Running Qdrant with GPU Support
Starting from version v1.13.0, Qdrant offers support for GPU acceleration.
However, GPU support is not included in the default Qdrant binary due to additional dependencies and libraries. Instead, you will need to use dedicated Docker images with GPU support.
Configuration
Qdrant includes a number of configuration options to control GPU usage. The following options are available:
gpu:
# Enable GPU indexing.
indexing: false
# Force half precision for `f32` values while indexing.
# `f16` conversion will take place
# only inside GPU memory and won't affect storage type.
force_half_precision: false
# Used vulkan "groups" of GPU.
# In other words, how many parallel points can be indexed by GPU.
# Optimal value might depend on the GPU model.
# Proportional, but doesn't necessary equal
# to the physical number of warps.
# Do not change this value unless you know what you are doing.
# Default: 512
groups_count: 512
# Filter for GPU devices by hardware name. Case insensitive.
# Comma-separated list of substrings to match
# against the gpu device name.
# Example: "nvidia"
# Default: "" - all devices are accepted.
device_filter: ""
# List of explicit GPU devices to use.
# If host has multiple GPUs, this option allows to select specific devices
# by their index in the list of found devices.
# If `device_filter` is set, indexes are applied after filtering.
# By default, all devices are accepted.
devices: null
# How many parallel indexing processes are allowed to run.
# Default: 1
parallel_indexes: 1
# Allow to use integrated GPUs.
# Default: false
allow_integrated: false
# Allow to use emulated GPUs like LLVMpipe. Useful for CI.
# Default: false
allow_emulated: false
It is not recommended to change these options unless you are familiar with the Qdrant internals and the Vulkan API.
Standalone GPU Support
For standalone usage, you can build Qdrant with GPU support by running the following command:
cargo build --release --features gpu
Ensure your device supports Vulkan API v1.3. This enables compatibility with Apple Silicon, Intel GPUs, and CPU emulators.
NVIDIA GPUs
Prerequisites
To use Docker with NVIDIA GPU support, ensure the following are installed on your host:
- Latest NVIDIA drivers
- nvidia-container-toolkit
Most AI or CUDA images on Amazon/GCP come pre-configured with the NVIDIA container toolkit.
Docker images with NVidia GPU support
Docker images with NVIDIA GPU support use the tag suffix gpu-nvidia
, e.g., qdrant/qdrant:v1.13.0-gpu-nvidia
. These images include all necessary dependencies.
To enable GPU support, use the --gpus=all
flag with Docker settings.

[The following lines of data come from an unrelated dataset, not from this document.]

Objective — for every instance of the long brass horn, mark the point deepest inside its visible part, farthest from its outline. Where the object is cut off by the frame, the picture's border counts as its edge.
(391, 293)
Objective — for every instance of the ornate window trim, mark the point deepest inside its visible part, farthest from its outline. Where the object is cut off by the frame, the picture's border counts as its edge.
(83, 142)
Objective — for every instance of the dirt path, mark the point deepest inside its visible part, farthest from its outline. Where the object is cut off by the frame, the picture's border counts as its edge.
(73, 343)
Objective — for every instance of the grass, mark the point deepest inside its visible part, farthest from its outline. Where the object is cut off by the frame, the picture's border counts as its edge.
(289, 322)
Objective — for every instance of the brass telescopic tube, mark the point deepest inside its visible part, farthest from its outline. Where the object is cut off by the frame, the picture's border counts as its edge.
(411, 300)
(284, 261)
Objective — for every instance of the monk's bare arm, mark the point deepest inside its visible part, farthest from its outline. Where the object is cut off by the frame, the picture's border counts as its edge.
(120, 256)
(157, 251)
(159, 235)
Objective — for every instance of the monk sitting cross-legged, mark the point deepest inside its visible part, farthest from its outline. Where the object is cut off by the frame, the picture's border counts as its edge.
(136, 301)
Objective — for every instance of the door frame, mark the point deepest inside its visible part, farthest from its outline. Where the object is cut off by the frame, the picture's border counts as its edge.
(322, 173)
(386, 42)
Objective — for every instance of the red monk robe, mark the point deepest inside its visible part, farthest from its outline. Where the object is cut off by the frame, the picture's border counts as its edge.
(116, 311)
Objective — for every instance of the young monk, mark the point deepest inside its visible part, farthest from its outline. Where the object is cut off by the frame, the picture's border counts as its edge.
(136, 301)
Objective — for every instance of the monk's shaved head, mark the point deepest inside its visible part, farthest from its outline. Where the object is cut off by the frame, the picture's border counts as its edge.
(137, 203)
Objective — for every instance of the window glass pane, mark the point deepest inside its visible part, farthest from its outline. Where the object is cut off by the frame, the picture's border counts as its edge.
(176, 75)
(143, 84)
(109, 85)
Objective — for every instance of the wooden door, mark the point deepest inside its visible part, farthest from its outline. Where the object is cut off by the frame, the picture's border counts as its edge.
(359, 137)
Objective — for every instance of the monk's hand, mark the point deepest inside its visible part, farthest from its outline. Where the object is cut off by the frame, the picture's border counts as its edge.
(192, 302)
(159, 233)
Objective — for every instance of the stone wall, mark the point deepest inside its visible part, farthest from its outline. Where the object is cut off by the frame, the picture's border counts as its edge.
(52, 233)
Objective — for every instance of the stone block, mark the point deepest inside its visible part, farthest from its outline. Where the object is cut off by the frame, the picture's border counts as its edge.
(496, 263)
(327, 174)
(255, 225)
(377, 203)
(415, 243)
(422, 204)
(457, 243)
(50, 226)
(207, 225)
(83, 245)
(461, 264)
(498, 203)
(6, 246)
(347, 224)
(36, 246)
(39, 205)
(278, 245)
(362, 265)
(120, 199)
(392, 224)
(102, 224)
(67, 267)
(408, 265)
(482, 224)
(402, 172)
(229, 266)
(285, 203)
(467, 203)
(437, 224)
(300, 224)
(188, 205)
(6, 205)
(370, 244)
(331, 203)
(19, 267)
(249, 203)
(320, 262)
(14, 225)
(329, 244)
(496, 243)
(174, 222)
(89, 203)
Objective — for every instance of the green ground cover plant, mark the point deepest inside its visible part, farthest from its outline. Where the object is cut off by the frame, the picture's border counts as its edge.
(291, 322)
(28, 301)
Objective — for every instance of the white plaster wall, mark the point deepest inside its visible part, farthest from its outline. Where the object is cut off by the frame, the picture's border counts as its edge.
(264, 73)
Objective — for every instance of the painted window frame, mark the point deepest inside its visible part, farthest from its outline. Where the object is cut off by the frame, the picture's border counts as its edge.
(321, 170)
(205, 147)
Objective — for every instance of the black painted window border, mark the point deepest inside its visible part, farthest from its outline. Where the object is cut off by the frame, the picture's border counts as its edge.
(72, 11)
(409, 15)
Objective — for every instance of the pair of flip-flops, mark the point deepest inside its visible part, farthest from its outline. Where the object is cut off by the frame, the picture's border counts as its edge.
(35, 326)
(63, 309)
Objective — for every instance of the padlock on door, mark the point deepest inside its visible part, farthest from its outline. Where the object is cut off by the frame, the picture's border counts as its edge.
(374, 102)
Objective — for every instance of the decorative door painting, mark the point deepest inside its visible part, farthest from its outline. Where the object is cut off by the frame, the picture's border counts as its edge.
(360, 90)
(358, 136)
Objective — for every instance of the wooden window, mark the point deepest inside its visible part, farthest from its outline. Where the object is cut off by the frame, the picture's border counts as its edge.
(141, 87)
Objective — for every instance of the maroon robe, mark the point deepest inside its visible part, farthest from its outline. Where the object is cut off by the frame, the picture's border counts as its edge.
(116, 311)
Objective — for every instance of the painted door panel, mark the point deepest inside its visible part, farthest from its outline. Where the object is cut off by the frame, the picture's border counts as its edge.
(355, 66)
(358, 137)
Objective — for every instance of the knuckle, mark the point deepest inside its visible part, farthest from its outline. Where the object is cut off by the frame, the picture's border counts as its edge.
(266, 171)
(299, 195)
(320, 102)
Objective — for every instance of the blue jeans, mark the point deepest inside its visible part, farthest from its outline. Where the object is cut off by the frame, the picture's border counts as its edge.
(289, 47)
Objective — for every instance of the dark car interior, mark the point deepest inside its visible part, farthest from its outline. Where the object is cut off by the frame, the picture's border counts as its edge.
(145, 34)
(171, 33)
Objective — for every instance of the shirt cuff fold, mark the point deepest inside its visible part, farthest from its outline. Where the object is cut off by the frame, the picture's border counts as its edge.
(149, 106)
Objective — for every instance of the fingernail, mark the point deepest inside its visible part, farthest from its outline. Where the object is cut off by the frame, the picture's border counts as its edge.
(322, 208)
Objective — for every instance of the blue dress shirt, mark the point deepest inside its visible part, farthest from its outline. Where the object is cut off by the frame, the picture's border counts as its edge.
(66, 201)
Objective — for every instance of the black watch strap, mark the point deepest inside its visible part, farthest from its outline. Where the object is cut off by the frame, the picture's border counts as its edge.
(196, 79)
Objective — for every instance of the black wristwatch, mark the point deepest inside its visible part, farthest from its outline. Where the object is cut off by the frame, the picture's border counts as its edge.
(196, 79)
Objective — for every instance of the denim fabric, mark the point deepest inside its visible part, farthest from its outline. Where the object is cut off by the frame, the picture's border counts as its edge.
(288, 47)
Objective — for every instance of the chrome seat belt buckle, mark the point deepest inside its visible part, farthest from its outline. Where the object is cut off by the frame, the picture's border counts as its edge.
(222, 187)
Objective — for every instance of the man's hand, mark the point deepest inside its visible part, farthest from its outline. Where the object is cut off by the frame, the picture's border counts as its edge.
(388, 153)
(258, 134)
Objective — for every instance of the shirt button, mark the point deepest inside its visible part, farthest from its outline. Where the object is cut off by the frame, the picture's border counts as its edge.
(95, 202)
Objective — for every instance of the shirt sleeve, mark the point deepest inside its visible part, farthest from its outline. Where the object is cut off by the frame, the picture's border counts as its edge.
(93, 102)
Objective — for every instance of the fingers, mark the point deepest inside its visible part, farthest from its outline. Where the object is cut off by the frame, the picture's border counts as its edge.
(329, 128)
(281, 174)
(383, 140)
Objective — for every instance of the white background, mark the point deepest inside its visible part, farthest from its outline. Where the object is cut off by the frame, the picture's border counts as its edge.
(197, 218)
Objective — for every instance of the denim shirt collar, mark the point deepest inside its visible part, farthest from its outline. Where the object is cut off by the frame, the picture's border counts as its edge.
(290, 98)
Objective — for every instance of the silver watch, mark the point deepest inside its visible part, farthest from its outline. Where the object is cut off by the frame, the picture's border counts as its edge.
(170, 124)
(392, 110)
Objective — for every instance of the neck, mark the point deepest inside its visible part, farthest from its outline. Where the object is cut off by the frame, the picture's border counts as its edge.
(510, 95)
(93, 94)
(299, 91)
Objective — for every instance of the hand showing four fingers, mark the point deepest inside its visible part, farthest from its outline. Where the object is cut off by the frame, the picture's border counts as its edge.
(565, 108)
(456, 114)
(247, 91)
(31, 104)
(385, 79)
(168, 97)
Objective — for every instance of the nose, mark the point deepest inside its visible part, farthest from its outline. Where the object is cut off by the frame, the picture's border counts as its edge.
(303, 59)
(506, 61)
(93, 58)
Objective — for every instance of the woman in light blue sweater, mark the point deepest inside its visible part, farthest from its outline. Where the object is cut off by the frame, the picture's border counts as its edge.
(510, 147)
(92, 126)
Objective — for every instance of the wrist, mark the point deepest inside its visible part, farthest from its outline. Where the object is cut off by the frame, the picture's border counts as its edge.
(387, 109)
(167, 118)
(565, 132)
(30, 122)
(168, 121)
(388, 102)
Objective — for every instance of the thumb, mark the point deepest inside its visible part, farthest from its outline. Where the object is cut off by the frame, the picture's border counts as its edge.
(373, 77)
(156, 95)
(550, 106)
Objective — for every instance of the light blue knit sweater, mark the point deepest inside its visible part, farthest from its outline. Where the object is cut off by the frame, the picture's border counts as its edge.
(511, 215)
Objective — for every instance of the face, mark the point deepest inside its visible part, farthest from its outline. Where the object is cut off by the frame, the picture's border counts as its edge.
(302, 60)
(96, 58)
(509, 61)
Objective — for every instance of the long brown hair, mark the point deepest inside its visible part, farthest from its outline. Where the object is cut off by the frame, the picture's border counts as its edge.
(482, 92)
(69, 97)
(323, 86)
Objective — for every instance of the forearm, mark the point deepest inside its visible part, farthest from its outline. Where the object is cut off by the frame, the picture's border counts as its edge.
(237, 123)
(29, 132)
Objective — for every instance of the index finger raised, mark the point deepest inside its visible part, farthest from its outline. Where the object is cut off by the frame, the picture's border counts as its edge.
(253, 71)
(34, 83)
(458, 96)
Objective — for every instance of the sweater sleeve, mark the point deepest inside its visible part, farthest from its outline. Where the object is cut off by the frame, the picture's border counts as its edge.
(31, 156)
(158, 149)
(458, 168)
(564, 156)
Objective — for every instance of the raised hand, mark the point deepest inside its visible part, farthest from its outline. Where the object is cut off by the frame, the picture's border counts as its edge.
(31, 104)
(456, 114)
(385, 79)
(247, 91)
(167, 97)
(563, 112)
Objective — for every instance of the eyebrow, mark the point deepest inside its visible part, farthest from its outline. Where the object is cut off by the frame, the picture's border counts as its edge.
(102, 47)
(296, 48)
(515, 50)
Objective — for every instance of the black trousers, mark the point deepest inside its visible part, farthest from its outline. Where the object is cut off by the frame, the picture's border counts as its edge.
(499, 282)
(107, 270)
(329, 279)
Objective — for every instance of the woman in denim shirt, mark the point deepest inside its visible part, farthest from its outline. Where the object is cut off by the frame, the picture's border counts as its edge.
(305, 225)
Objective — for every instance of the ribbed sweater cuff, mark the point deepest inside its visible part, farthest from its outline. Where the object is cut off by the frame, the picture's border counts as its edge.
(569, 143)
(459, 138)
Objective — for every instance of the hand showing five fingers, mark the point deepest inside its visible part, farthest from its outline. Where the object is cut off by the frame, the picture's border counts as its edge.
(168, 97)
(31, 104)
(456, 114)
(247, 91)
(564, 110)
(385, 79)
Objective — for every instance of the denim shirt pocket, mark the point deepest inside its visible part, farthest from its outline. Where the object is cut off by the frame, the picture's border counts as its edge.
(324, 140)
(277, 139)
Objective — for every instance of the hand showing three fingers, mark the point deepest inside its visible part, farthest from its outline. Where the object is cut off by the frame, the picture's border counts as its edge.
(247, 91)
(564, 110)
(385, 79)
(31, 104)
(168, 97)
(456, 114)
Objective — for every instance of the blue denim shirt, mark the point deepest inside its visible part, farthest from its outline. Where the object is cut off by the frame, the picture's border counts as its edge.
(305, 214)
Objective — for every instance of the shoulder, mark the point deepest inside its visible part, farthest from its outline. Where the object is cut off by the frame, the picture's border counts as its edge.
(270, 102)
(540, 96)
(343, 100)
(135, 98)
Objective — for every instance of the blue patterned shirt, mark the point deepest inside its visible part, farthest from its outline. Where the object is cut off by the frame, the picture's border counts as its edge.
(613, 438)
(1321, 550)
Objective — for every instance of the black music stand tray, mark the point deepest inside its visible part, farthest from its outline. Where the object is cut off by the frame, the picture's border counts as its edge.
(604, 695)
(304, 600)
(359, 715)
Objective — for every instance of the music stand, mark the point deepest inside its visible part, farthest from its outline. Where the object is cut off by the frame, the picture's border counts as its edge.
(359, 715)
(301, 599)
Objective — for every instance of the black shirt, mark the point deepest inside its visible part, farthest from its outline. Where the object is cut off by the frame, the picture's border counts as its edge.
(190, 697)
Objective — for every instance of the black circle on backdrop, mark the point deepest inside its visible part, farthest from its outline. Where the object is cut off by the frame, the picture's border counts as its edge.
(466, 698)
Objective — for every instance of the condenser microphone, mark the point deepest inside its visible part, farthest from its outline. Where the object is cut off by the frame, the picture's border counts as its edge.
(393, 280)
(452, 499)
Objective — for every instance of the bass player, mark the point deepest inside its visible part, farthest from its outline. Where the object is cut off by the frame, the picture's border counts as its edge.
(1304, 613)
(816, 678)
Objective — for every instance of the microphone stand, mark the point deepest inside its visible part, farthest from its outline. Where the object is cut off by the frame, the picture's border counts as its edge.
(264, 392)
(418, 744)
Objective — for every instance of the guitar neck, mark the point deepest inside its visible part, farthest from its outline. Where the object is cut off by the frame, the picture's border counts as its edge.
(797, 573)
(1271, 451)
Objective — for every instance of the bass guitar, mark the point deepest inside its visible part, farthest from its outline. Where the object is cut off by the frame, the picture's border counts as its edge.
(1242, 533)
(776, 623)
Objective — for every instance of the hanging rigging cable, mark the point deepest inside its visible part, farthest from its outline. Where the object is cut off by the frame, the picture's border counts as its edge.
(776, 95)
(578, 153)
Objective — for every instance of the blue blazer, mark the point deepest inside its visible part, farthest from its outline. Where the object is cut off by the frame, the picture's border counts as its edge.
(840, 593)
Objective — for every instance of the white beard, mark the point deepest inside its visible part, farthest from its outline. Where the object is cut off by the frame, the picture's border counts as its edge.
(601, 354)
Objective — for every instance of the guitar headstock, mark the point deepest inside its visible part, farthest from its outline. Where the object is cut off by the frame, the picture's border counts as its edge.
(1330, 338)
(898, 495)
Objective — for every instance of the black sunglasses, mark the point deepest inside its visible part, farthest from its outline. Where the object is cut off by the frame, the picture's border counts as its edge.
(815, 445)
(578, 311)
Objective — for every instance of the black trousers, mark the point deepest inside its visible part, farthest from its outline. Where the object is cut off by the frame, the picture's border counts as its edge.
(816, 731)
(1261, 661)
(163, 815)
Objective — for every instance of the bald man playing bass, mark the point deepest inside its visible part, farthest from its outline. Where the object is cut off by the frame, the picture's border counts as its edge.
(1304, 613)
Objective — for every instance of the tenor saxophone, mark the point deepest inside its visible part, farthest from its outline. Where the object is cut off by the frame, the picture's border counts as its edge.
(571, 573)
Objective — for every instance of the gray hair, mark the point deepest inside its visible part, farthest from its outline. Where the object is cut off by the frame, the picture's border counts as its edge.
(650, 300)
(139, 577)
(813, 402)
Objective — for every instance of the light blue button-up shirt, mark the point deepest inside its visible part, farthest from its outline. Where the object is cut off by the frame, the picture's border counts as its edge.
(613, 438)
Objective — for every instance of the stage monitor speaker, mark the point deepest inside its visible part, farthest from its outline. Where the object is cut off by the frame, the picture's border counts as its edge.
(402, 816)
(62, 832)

Example:
# `--gpus=all` flag says to Docker that we want to use GPUs.
# `-e QDRANT__GPU__indexing=1` flag says to QDrant that we want to use GPUs for indexing.
docker run \
--rm \
--gpus=all \
-p 6333:6333 \
-p 6334:6334 \
-e QDRANT__GPU__indexing=1 \
qdrant/qdrant:gpu-nvidia-latest
To ensure that the GPU was initialized correctly, you may check it in logs. First Qdrant prints all found GPU devices without filtering and then prints list of all created devices:
2025-01-13T11:58:29.124087Z INFO gpu::instance: Foung GPU device: NVIDIA GeForce RTX 3090
2025-01-13T11:58:29.124118Z INFO gpu::instance: Foung GPU device: llvmpipe (LLVM 15.0.7, 256 bits)
2025-01-13T11:58:29.124138Z INFO gpu::device: Create GPU device NVIDIA GeForce RTX 3090
Here you can see that two devices were found: RTX 3090 and llvmpipe (a CPU-emulated GPU which is included in the Docker image). Later, you will see that only RTX was initialized.
This concludes the setup. Now, you can start using this Qdrant instance.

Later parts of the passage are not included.